3) I'm arguing that the governing failure mode for this thing would be a diagonal tension failure over a frustum geometry that would be less than would be available if the collar thing were absent. As such, the presence of the reinforcing would assist both solutions, not favor the collared solution in any way.

human909 said:
I don't see this shear plane being less reinforced in the fabricated assembly vs the regular reinforced concrete example.

I do. On the vertical planes represented by the blue lines in the first sketch below, you've effectively replaced a nice, frictiony, concrete-concrete surface with a relatively slippery steel-concrete surface.

human909 said:
To be honest I'm confused I would be thought that such an arrangement wouldn't work if appropriately designed.

It would work if appropriately designed. However, in my opinion, "appropriately designed" would mean basing it on the punching shear mechanism shown at right below which would be considerably worse than the punching shear mechanism available in the absence on the collar. To the extent that I'm correct about that, it makes the collar a nonsensical thing to do.

C01_yf1hfp.jpg


c02_wkooal.jpg
 
I agree completely Koot. I still can’t justify this myself. Your punching diagrams are spot on in my view.

I really can’t see how this got past an entire team for an 80 storey building unless I’m completely missing the point here?!
 
The authors' contact information is right there on the paper. Maybe you should ask them directly?

(I'm as clueless as everyone else - possibly more so as I don't do a ton of concrete design...)
 
I don't do a whole lot of concrete design either but KootK's punching shear argument certainly makes a lot of sense.
Another CitiCorp?
 
phamENG said:
The authors' contact information is right there on the paper. Maybe you should ask them directly?

That was attempted, years ago now, and to no avail. I don't lose a whole lot of sleep over ethical chestnuts like this but I did feel it prudent to reach out to the author before going public with this so to speak.

One of my goals with this thread is to use it to validate or, better still, invalidate my concerns after which I may press the author further on the issue. If I contact the author again, I'll likely reference this thread as a means of explaining my concern in greater detail and, if it pans out that way, demonstrating a critical mass of concern from other folks.

 
XR - I agree, the arguments are certainly compelling.

KootK - I figured as much. You hadn't mentioned it, though, so I figured I'd bring it up.
 
I probably should have led with the genesis of it given that someone was sure to suggest contacting the author.
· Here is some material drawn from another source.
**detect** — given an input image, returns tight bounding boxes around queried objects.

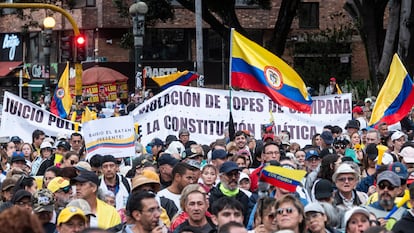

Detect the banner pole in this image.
[229,28,234,113]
I was concerned that might taint the discussion but, in retrospect, I doubt that would be the case.
 
certainly seems like the assembly is getting a lot of help from unaccounted for actions.

I agree that the smooth collar actually makes the punching situation worse.

Some things that are helping the situation, that they may just be getting lucky on or actually took into account hard to tell from that paper:
- It's a mat foundation so the soil is pushing back in that region giving you compression struts to the column center line. (wouldn't show up in their test setup since it only had bearing pads at the "wing" ends)
- The interaction between the steel wings and the lower tension ring restraining cross-section curvature within the collar helping to limit the splitting tension that would lead to the inner punch mechanism.
- The criss-crossing tension rods at the base that wind up going into catenary action to support the inner failure cone, funny enough this likely reduces the tension ring demand above.